# String Functions

[**UPPER**](/functions/string/upper.md)(col)\
convert string to upper case

[**LOWER**](/functions/string/lower.md)(col)\
convert string to lower case

[**INITCAP**](/functions/string/initcap.md)(col)\
convert the first letter of each word to uppercase and the rest to lowercase

[**REVERSE**](/functions/string/reverse.md)(col)\
reverse the string

[**SUBSTR**](/functions/string/substr.md)(col, startIndex, endIndex)\
Gets substring of the input string from start to endIndex. Index begins at 0. Set endIndex to -1 to calculate till end of the string

**SUBSTRING(col, beginIndex)** / **SUBSTRING(col, beginIndex, length)**\
Returns the substring of the input string starting at a 1-based `beginIndex`. When `length` is provided, returns a substring of that length.

Usage: `SUBSTRING(col, beginIndex)` or `SUBSTRING(col, beginIndex, length)`\
Example: `SELECT SUBSTRING('hello', 2) FROM myTable` returns `'ello'`\
Example: `SELECT SUBSTRING('hello', 2, 3) FROM myTable` returns `'ell'`

[**CONCAT(col1, col2, seperator)**](/functions/string/concat.md)\
Concatenate two input strings using the seperator

[**TRIM(col)**](/functions/string/trim.md)\
trim spaces from both side of the string

**TRIM(end, characters, value)**\
Standard SQL trim function. Trims the specified `characters` from the specified end of the string. `end` can be `BOTH`, `LEADING`, or `TRAILING`.

Usage: `TRIM('BOTH', 'xy', col)`\
Example: `SELECT TRIM('LEADING', ' ', ' hello ') FROM myTable` returns `'hello '`

[**LTRIM(col)**](/functions/string/ltrim.md)\
trim spaces from left side of the string

[**RTRIM(col)**](/functions/string/rtrim.md)\
trim spaces from right side of the string

[**LENGTH(col)**](/functions/string/length.md)\
calculate length of the string

**octetLength(col)** / **octet\_length(col)**\
Returns the number of bytes in the UTF-8 representation of the input string.

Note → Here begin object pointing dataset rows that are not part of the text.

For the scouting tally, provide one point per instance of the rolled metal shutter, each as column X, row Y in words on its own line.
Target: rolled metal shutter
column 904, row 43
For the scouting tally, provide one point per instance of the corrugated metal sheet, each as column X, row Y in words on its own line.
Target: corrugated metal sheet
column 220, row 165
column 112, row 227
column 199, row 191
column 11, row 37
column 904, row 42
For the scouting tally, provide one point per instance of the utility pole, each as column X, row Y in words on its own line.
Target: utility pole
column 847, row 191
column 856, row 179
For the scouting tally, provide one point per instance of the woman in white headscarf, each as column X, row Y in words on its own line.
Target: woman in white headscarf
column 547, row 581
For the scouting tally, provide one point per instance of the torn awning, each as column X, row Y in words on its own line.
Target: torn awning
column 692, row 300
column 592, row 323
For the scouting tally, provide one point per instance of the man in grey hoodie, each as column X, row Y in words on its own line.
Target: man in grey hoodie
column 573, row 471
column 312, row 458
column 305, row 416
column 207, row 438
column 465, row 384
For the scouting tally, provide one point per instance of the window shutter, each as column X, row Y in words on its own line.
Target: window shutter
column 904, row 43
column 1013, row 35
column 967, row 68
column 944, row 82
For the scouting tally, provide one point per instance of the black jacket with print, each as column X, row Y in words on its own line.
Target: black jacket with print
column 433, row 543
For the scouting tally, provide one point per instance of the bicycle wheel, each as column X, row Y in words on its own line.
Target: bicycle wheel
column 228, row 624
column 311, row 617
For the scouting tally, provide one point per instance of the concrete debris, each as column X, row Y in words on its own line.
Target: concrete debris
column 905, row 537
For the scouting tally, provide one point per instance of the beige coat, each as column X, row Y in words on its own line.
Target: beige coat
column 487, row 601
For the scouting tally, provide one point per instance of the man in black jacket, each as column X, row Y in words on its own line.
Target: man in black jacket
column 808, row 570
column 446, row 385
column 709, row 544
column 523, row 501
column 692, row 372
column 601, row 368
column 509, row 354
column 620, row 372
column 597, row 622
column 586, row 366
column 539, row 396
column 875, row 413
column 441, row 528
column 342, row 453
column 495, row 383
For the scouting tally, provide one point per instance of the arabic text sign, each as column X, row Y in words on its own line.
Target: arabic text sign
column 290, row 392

Usage: `octetLength(col)` or `octet_length(col)`\
Example: `SELECT octetLength('é') FROM myTable` returns `2`

**bitLength(col)** / **bit\_length(col)**\
Returns the number of bits in the UTF-8 representation of the input string.

Usage: `bitLength(col)` or `bit_length(col)`\
Example: `SELECT bitLength('é') FROM myTable` returns `16`

**charLength(col)** / **char\_length(col)** / **characterLength(col)** / **character\_length(col)**\
Returns the number of Unicode code points in the input string. Unlike `LENGTH`, supplementary characters such as emoji count as a single character.

Usage: `charLength(col)` or `char_length(col)`\
Example: `SELECT charLength('😀') FROM myTable` returns `1`

[**levenshtein\_distance(string1, string2)**](/functions/string/levenshtein_distance.md)\
Returns the Levenshtein edit distance between two strings

[**SOUNDEX(string)**](/functions/string/soundex.md)\
Returns the four-character Soundex code for a string. Empty strings return `0000`.

[**DIFFERENCE(string1, string2)**](/functions/string/difference.md)\
Compares two Soundex codes and returns a similarity score from `0` to `4`.

**hammingDistance(string1, string2)**\
Returns the Hamming distance between two strings of equal length. Returns -1 if the strings have different lengths.

Usage: `hammingDistance(col1, col2)`\
Example: `SELECT hammingDistance('karolin', 'kathrin') FROM myTable` returns `3`

[**STRPOS(col, find, N)**](/functions/string/strpos.md)\
Find Nth instance of `find` string in input. Returns 0 if input string is empty. Returns -1 if the Nth instance is not found or input string is null.

**strrpos(col, find)** / **strrpos(col, find, N)**\
Returns the index of the last occurrence of `find` in the input string. When `N` is provided, returns the Nth occurrence counting from the end of the string.

Usage: `strrpos(col, find)` or `strrpos(col, find, N)`\
Example: `SELECT strrpos('hello world hello', 'hello') FROM myTable`

**contains(col, substring)**\
Returns `true` if the input string contains the specified substring, `false` otherwise.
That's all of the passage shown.